The persistence of secondary currents in media depleted of the major physiological ions suggested that this current may be due to proton transport. Four other observations are consistent with this. First, the reversal potential of secondary currents in media with a transmembrane pH gradient, but otherwise, symmetrical intracellular/extracellular media that were depleted of the major permeant ions (by replacement of anions and cations in Ringer's solution with NMDG+-sulfonate), was 58.6 + 2.1 mV (n = 7; fig. 3c) for a 1 pH unit gradient and 87.5 ± 1.8 (n = 6) for a 1.5 pH unit gradient, as predicted by the Nernst equation with protons as a charge carrier. This reversal potential in the presence of a 1 pH unit gradient was not altered when NMDG+-sulfonate was replaced by 50 mM NaCl in both intracellular and extracellular solutions (61.8 ± 8.1 mV, n = 5; fig. 3c). This suggests that Na+ and Cl are not required for secondary current. Third, amplitude of secondary current increased as the outwardly directed proton concentration gradient increased (fig. 3d–f). Finally, the V1/2 for secondary current shifts with changes in the transmembrane pH gradient (fig. 3f), as expected for voltage-sensitive proton currents.

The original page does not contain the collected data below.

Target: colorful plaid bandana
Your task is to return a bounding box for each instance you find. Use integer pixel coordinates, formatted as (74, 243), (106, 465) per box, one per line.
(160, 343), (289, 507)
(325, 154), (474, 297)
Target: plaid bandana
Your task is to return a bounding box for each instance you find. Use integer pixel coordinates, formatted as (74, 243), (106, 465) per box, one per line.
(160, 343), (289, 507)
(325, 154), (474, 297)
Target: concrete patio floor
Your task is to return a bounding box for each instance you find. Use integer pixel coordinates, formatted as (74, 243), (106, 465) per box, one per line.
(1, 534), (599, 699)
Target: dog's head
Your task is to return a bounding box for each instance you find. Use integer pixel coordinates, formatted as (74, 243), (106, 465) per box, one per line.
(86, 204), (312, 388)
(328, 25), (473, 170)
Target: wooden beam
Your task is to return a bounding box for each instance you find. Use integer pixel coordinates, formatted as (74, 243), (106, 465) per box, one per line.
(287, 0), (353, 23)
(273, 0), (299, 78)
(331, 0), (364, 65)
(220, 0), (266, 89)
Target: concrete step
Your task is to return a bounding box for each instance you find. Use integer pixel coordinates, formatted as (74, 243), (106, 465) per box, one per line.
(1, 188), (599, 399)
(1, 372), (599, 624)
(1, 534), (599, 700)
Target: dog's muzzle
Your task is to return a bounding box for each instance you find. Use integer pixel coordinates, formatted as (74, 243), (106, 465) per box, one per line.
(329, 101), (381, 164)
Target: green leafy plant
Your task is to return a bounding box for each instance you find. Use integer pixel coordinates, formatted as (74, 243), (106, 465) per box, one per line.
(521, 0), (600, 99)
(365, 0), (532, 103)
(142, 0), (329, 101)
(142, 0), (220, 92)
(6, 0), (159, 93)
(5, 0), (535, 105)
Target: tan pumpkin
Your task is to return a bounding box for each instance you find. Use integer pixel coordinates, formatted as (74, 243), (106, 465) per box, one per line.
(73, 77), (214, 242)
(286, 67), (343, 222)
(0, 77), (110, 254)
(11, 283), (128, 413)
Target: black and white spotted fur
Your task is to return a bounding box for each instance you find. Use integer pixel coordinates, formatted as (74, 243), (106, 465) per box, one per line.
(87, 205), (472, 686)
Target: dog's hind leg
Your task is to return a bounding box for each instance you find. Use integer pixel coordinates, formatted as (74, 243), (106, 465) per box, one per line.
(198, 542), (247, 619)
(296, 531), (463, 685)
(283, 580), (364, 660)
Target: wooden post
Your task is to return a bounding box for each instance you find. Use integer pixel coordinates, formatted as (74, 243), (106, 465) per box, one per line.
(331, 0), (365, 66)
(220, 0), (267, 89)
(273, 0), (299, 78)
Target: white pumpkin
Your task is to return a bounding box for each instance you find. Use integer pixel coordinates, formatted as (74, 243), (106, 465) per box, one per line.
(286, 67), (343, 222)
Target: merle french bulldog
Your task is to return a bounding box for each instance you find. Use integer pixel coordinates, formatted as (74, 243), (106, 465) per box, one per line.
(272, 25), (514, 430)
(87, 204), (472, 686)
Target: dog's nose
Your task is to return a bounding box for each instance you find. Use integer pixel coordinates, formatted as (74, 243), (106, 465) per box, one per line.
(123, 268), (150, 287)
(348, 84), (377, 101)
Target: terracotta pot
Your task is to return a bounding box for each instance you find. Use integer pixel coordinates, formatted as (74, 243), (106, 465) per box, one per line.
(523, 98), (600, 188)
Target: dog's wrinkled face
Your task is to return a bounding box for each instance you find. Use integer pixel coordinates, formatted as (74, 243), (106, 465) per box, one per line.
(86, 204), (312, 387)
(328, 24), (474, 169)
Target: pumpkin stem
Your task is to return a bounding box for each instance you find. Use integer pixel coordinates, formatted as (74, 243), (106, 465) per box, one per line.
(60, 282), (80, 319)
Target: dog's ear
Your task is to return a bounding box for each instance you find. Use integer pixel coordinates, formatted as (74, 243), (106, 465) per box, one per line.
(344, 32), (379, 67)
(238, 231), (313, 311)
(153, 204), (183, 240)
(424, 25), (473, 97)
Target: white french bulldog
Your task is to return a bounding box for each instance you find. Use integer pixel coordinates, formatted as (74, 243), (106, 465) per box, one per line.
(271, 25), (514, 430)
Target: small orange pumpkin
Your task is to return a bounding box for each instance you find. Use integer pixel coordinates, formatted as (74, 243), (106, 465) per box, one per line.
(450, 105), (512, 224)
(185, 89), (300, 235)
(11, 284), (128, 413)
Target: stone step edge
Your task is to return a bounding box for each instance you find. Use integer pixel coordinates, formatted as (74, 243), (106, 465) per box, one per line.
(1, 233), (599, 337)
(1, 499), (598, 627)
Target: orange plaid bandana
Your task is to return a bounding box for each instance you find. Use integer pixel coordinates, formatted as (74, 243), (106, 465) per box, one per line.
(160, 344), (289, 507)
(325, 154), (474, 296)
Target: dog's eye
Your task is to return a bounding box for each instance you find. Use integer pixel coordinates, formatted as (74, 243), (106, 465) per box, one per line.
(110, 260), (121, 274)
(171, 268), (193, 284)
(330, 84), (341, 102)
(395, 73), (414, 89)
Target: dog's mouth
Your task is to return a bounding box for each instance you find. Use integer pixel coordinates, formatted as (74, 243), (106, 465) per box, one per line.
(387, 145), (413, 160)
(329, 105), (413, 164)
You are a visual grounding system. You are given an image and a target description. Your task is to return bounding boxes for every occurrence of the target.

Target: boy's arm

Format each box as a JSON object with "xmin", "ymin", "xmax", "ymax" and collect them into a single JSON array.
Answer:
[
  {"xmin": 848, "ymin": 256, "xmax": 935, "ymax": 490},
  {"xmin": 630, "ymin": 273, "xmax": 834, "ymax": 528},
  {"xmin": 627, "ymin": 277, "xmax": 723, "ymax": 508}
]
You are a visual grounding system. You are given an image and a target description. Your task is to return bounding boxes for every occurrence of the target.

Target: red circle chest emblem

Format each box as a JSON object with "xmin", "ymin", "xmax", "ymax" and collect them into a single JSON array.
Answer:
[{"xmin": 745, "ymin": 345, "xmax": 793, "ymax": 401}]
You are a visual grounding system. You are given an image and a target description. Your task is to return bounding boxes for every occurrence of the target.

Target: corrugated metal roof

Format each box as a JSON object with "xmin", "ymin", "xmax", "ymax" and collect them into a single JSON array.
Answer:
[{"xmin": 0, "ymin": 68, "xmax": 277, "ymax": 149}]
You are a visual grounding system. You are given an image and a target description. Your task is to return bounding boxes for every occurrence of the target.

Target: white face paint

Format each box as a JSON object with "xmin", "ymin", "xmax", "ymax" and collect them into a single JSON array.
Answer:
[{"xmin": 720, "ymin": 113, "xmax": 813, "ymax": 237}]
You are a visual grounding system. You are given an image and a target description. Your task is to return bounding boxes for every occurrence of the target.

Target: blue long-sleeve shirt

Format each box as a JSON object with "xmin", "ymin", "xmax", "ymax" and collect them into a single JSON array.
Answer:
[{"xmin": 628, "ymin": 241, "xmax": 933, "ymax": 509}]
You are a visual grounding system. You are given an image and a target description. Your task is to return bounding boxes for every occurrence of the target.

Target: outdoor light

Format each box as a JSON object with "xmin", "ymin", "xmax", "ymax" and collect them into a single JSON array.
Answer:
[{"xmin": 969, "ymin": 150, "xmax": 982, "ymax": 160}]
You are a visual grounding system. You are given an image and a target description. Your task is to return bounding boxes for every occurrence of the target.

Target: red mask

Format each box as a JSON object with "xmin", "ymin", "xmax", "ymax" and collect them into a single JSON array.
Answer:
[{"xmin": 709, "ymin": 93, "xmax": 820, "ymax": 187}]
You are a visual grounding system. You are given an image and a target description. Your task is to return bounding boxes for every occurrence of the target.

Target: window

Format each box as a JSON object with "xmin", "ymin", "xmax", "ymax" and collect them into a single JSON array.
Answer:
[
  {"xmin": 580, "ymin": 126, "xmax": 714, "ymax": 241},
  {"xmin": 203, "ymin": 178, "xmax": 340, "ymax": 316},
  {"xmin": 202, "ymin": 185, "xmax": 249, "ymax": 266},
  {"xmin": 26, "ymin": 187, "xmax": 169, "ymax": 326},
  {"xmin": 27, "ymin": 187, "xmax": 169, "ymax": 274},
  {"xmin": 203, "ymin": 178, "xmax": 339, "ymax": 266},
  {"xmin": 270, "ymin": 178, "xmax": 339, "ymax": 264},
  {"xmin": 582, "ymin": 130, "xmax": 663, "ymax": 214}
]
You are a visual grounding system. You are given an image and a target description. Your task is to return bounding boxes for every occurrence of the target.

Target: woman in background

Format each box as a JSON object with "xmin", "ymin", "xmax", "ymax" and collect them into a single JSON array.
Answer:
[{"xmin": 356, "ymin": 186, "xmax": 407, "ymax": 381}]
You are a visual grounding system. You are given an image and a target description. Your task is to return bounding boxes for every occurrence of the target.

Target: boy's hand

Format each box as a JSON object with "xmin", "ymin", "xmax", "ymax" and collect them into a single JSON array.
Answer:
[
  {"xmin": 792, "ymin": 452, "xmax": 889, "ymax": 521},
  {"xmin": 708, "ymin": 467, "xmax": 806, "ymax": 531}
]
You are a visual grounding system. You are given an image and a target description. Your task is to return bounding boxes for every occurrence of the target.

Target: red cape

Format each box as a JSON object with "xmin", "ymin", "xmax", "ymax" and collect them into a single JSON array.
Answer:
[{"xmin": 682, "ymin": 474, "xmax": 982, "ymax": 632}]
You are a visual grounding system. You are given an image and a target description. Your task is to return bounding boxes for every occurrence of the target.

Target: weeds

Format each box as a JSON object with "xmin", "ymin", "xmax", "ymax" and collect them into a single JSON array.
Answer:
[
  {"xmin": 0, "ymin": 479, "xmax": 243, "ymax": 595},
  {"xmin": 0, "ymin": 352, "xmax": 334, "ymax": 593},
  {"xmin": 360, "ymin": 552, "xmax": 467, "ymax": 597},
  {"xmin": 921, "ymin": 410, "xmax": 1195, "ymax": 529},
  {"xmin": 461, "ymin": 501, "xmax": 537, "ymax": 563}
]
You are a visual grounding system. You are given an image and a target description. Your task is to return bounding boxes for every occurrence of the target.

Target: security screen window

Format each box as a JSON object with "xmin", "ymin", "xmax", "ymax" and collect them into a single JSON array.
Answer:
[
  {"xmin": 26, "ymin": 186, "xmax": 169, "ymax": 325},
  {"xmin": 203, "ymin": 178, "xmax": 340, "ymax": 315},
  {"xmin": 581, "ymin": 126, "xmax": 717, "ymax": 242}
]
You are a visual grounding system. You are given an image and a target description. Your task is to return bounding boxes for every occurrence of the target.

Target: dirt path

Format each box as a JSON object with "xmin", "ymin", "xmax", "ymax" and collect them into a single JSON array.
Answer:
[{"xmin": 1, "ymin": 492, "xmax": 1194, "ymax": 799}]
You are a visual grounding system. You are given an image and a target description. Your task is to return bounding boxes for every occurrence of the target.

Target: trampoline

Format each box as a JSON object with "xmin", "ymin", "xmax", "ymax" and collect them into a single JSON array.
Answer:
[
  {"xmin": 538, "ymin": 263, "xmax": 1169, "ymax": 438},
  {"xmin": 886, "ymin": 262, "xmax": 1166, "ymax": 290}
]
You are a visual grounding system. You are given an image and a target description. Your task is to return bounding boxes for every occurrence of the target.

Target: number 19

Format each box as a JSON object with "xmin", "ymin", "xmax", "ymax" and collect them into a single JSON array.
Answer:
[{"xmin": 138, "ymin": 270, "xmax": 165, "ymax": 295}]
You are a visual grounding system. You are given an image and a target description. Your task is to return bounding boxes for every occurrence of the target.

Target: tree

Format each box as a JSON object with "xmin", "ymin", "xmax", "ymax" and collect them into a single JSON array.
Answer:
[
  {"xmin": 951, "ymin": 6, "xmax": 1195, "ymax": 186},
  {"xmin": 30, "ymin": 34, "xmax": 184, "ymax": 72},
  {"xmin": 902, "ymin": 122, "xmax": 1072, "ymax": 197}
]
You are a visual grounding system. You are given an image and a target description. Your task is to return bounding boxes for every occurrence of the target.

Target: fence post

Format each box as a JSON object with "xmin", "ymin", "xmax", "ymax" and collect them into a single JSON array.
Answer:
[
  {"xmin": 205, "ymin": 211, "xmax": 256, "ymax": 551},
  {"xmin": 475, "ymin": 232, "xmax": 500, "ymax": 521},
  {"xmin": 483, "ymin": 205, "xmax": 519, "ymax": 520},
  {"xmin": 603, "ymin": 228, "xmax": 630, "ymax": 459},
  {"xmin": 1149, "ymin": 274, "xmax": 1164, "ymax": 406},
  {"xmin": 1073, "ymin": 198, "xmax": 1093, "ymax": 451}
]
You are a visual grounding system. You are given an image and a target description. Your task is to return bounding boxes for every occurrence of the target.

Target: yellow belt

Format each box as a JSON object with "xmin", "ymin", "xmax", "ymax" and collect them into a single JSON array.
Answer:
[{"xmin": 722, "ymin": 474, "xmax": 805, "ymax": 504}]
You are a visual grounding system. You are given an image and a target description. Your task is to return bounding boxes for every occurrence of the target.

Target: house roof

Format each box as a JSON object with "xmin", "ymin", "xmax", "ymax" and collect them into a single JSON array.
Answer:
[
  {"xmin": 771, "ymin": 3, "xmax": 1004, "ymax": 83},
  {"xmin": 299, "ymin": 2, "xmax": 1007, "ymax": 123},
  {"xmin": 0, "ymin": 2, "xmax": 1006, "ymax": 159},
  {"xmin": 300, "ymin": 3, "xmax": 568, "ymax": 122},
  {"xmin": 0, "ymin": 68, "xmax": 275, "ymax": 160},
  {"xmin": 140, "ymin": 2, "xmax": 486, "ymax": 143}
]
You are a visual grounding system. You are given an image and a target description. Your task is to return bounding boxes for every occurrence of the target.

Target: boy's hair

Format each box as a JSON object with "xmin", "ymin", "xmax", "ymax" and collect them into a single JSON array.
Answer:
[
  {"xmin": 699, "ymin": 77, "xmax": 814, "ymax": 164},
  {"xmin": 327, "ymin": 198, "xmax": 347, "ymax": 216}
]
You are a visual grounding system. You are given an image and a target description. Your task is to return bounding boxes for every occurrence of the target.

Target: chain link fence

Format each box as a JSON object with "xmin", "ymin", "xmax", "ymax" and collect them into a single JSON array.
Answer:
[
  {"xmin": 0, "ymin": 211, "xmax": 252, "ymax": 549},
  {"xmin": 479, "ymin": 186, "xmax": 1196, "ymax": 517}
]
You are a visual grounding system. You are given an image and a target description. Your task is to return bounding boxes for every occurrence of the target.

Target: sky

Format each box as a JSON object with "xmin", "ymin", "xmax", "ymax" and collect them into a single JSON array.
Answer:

The secondary current generated by Dr-VSP chimera was similar to the proton current produced by HVCN1 channels in its slowly developing time course, outward rectification, and lack of requirement for physiological salts but differed in being ∼50-fold less sensitive to inhibition by extracellular Zn2+; 100 μM Zn2+ produced a 50.5 ± 0.1% block (n = 3) of the Dr-VSPHsTPTE:173-213 proton current, whereas that cation inhibited HVCN1 proton currents with an IC50 of ∼2 μM (DeCoursey and Cherny 2007; Ramsey et al. 2010). This was anticipated as Dr-VSPHsTPTE:173-213 lacks a key residue required for a high affinity Zn2+ block of HVCN1 (Ramsey et al. 2006) and demonstrated that the proton currents generated by these chimeric proteins were not due to the activation of an endogenous HVCN1 in HEK293 cells.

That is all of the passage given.